Михаил Петрович Погодин (1800–1875) — историк, литератор, издатель журналов «Московский вестник» (1827–1830), «Московский наблюдатель» (1835–1837; совместно с рядом литераторов), «Москвитянин» (1841–1856). Во второй половине 1820-х годов был близок к Пушкину.

Михаил Петрович Погодин — один из первых историков, положивших начало новой русской историографии. Его всегда отличал интерес к истории Домонгольской Руси и критическое отношение к историческим источникам. Именно Погодин открыл и ввел в научный оборот многие древние летописи и документы. В этой книге собраны важнейшие труды Погодина, посвященные Древней Руси, не потерявшие своей научной ценности до сих пор.

Повесть была впервые напечатана в альманахе «Урания» за 1826 г. Написана в Знаменском летом 1825 г. После событий 14 декабря Погодин опасался, что этой повестью он навлёк на себя подозрения властей. В 1834 г. Белинский писал, что повесть «Нищий» замечательна «по верному изображению русских простонародных нравов, по теплоте чувства, по мастерскому рассказу» (Белинский В. Г. Полн. собр. соч., т. 1, с. 94).

Впервые напечатано в «Московском вестнике», 1829, ч.
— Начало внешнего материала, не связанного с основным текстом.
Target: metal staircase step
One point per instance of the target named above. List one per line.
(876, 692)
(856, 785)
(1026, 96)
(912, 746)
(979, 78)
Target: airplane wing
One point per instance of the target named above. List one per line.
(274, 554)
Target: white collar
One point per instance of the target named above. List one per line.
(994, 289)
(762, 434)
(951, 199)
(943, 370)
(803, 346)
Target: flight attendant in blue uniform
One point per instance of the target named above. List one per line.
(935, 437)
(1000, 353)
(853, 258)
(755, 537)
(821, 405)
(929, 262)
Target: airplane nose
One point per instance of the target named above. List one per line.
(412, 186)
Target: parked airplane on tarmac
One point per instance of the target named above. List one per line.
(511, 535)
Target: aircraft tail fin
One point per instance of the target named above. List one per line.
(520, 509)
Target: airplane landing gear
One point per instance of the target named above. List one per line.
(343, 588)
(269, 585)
II, с. 1–71, за подписью «М. П.». Отдельным изданием — М., 1829.Эпизод гадания на «шарах» (глобусах) был рассказан Погодину Д. М. Перевощиковым (1788–1880), математиком и астрономом, профессором Московского университета.В дневнике Погодина от 9 декабря 1828 г. имеется запись: «К Пушкину. Прочел „Немочь“. Хвалит очень, много драматического и проч.» (А. С. Пушкин в воспоминаниях современников, т. 2, с. 17).В Петербурге устраивали публичные чтения повести и сообщали оттуда Погодину: «Здесь все: и профаны, и люди мыслящие — превозносят ее, потому что находят в ней пищу» (II, 297).Белинский писал в 1835 г., что «Черная немочь» «есть повесть совершенно народная и поэтически нравоописательная», что в ней представлена «полная картина одной из главных сторон русской жизни, с ее положительным и ее исключениями» (Белинский В. Г.
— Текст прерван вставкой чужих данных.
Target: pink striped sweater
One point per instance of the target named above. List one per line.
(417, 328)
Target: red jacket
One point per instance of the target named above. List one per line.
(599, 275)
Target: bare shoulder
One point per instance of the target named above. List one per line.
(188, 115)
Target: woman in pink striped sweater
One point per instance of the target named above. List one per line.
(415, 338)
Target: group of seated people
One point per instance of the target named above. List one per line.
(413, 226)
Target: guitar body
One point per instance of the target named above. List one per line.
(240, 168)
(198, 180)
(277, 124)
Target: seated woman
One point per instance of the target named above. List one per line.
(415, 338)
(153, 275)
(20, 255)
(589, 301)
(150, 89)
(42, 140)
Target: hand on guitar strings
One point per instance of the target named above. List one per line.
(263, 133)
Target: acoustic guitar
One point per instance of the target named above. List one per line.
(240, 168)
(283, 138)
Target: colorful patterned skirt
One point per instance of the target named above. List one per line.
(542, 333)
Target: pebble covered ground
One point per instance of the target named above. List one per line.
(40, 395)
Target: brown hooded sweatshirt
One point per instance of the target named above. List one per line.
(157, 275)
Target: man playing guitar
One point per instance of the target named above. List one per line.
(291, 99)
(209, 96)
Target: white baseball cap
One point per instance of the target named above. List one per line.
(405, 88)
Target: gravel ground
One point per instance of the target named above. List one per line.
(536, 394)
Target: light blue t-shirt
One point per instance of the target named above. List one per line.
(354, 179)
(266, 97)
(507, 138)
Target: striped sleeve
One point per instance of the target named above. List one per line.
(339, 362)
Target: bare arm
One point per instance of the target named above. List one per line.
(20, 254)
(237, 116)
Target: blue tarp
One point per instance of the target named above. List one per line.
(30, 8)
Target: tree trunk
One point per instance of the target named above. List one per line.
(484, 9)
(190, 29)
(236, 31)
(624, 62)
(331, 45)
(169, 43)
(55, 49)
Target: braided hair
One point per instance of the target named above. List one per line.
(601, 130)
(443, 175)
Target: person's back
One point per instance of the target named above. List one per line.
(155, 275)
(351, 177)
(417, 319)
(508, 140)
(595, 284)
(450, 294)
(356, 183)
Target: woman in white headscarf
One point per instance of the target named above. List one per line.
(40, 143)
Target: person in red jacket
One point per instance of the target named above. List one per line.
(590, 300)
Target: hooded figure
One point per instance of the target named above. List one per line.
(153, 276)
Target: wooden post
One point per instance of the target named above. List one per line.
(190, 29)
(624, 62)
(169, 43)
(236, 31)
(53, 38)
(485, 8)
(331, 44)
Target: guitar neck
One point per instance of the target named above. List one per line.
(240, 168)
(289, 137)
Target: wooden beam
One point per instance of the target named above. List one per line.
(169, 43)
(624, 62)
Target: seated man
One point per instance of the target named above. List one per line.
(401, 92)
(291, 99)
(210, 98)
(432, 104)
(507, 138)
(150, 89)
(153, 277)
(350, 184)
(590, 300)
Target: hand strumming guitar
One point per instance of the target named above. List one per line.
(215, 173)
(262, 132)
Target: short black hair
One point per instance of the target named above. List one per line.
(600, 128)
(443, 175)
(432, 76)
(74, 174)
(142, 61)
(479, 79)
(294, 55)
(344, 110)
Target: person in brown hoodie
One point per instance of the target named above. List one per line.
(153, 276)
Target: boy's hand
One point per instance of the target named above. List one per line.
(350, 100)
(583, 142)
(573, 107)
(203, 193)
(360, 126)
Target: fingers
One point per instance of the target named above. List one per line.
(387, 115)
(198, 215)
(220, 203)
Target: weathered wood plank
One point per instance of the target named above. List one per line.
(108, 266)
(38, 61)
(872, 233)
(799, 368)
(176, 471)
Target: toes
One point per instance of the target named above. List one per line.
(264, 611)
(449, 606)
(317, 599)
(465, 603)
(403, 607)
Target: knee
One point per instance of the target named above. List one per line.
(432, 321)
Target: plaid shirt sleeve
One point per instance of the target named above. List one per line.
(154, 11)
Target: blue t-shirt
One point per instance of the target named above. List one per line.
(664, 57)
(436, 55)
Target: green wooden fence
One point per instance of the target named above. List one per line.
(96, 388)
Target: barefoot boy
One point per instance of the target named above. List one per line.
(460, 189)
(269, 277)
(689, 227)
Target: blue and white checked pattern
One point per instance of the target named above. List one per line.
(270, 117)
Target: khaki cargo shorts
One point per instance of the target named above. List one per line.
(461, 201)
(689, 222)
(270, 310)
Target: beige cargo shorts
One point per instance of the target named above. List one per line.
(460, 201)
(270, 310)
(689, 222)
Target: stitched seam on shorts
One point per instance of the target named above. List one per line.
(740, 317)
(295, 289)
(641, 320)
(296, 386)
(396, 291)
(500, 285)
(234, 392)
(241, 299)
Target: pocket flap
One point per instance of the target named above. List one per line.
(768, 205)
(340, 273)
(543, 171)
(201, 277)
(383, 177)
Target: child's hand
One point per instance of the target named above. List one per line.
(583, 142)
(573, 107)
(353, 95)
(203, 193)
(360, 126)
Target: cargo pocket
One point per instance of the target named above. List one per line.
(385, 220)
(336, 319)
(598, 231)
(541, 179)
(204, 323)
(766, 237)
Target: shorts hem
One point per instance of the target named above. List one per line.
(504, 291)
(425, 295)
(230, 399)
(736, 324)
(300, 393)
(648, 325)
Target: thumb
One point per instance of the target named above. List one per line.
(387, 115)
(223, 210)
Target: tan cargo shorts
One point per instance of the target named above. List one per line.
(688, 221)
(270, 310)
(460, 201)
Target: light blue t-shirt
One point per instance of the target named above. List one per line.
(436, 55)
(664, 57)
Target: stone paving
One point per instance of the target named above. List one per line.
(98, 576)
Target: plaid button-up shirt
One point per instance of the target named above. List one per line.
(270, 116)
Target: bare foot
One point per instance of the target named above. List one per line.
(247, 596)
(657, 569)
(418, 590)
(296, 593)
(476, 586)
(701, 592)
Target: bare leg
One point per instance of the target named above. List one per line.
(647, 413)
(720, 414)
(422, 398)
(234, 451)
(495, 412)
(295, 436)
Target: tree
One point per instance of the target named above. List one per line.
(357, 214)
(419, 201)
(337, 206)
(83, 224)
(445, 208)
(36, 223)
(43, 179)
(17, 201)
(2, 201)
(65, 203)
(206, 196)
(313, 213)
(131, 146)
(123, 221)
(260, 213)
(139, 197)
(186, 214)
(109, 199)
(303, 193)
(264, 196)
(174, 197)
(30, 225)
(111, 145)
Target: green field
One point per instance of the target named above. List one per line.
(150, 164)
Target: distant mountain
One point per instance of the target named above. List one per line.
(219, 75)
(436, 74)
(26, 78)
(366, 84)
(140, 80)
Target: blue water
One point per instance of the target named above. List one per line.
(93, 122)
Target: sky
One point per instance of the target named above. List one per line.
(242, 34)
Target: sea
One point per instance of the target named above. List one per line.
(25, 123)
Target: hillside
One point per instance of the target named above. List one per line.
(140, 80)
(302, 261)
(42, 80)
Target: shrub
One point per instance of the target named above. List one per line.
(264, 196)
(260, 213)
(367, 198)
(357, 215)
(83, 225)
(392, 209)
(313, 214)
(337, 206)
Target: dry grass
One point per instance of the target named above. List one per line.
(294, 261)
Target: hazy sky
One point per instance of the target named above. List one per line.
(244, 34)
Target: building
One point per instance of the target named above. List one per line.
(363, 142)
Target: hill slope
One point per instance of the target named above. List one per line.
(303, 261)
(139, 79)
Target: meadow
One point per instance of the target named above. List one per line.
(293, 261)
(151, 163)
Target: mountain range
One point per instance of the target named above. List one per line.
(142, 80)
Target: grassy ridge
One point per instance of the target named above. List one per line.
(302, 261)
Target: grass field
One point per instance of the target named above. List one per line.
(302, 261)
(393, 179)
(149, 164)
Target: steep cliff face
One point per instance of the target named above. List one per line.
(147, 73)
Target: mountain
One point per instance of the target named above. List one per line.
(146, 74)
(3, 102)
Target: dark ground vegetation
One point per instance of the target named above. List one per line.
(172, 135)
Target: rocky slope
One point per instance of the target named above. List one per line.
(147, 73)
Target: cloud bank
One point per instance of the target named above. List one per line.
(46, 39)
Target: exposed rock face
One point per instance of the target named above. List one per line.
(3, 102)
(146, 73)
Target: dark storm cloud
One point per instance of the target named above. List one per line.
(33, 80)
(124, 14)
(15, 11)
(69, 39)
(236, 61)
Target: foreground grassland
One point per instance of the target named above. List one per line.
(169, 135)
Впервые напечатано в «Московском вестнике» за 1828 г., ч. VII, № I, с. 17–36, № II, с. 152–168, за подписью N. N.

В книге рассказывается история главного героя, который сталкивается с различными проблемами и препятствиями на протяжении всего своего путешествия. По пути он встречает множество второстепенных персонажей, которые играют важные роли в истории. Благодаря опыту главного героя книга исследует такие темы, как любовь, потеря, надежда и стойкость. По мере того, как главный герой преодолевает свои трудности, он усваивает ценные уроки жизни и растет как личность.

Книга впервые за долгие годы знакомит широкий круг читателей с изящной и нашумевшей в свое время научно-фантастической мистификацией В. Ф. Одоевского «Зефироты» (1861), а также дополнительными материалами. В сопроводительной статье прослеживается история и отголоски мистификации Одоевского, которая рассматривается в связи с литературным и событийным контекстом эпохи.
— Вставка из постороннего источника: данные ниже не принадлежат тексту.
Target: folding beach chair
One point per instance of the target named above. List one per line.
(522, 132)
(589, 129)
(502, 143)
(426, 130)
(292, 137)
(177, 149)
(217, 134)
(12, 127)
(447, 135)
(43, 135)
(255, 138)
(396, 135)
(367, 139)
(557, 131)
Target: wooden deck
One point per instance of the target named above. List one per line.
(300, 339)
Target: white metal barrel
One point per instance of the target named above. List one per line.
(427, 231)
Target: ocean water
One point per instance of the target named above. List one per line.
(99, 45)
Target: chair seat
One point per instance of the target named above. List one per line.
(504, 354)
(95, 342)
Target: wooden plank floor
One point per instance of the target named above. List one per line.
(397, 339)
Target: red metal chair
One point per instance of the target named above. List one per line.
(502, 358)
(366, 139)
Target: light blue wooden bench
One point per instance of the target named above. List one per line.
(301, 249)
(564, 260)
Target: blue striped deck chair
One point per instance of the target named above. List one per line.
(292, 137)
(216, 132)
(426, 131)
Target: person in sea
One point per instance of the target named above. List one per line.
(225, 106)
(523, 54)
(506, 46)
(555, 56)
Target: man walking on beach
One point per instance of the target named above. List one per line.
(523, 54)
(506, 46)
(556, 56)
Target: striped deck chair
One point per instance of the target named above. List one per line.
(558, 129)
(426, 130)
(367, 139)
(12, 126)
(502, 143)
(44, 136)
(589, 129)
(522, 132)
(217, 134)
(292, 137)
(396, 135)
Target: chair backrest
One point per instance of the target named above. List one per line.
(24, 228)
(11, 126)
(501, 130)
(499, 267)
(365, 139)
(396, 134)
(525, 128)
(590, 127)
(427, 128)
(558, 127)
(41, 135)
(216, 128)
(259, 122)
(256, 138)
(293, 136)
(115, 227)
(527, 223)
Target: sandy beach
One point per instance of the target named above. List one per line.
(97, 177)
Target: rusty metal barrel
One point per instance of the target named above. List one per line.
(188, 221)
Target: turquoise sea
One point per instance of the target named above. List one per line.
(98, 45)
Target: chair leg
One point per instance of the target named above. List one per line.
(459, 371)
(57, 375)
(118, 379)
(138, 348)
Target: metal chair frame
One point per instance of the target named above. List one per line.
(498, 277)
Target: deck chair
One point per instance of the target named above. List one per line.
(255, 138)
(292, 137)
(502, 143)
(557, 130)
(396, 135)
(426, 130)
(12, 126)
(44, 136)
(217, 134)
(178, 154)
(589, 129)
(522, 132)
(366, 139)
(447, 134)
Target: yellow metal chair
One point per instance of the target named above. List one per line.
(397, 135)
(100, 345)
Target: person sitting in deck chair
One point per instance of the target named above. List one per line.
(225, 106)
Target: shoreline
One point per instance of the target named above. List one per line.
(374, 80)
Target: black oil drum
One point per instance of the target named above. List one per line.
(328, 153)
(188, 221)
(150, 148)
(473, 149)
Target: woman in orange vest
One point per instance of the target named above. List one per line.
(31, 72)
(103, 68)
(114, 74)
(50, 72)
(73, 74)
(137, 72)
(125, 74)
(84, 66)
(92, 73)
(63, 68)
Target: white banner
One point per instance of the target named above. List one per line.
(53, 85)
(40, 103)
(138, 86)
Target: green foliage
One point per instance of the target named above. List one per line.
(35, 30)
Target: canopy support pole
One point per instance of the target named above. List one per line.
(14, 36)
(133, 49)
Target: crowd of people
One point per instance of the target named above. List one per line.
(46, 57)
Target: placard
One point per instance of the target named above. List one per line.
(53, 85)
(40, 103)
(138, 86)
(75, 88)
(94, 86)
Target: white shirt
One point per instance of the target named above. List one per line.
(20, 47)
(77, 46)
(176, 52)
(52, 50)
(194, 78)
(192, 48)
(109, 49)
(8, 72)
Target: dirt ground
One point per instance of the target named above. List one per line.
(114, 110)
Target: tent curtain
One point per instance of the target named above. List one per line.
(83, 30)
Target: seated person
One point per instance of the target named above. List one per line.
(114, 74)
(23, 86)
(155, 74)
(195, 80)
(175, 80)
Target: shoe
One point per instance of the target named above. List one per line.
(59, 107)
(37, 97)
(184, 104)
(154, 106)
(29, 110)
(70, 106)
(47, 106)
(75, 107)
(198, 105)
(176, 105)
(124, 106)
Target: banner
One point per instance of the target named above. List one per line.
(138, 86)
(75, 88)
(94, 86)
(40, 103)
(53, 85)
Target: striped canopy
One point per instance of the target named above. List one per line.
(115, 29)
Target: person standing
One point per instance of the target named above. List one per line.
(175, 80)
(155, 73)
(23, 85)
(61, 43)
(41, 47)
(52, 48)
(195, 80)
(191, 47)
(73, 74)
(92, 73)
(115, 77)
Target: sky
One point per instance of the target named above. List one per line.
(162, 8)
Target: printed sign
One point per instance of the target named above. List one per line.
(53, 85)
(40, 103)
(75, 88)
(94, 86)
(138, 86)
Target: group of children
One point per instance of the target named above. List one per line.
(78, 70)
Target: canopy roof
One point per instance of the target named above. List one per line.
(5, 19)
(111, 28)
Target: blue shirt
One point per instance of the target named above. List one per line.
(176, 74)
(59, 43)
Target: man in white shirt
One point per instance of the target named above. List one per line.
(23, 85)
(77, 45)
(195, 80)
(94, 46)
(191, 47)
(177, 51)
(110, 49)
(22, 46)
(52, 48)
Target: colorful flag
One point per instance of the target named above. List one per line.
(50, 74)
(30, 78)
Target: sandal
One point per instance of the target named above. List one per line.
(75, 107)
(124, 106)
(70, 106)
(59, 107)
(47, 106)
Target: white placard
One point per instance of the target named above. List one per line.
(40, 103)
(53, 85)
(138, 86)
В сборник вошли впервые переиздающиеся произведения первой половины XIX века — фантастические повести Ф. Ф. Корфа (1801–1853) «Отрывок из жизнеописания Хомкина» и В. А. Ушакова (1789–1838) «Густав Гацфельд», а также рассказ безвестного «Петра Ф-ъ» «Колечко». Помимо идеи вмешательства потусторонних и инфернальных сил в жизнь человека, все они объединены темой карточной игры.

В книге рассказывается история главного героя, который сталкивается с различными проблемами и препятствиями на протяжении всего своего путешествия. По пути он встречает множество второстепенных персонажей, которые играют важные роли в истории. Благодаря опыту главного героя книга исследует такие темы, как любовь, потеря, надежда и стойкость. По мере того, как главный герой преодолевает свои трудности, он усваивает ценные уроки жизни и растет как личность.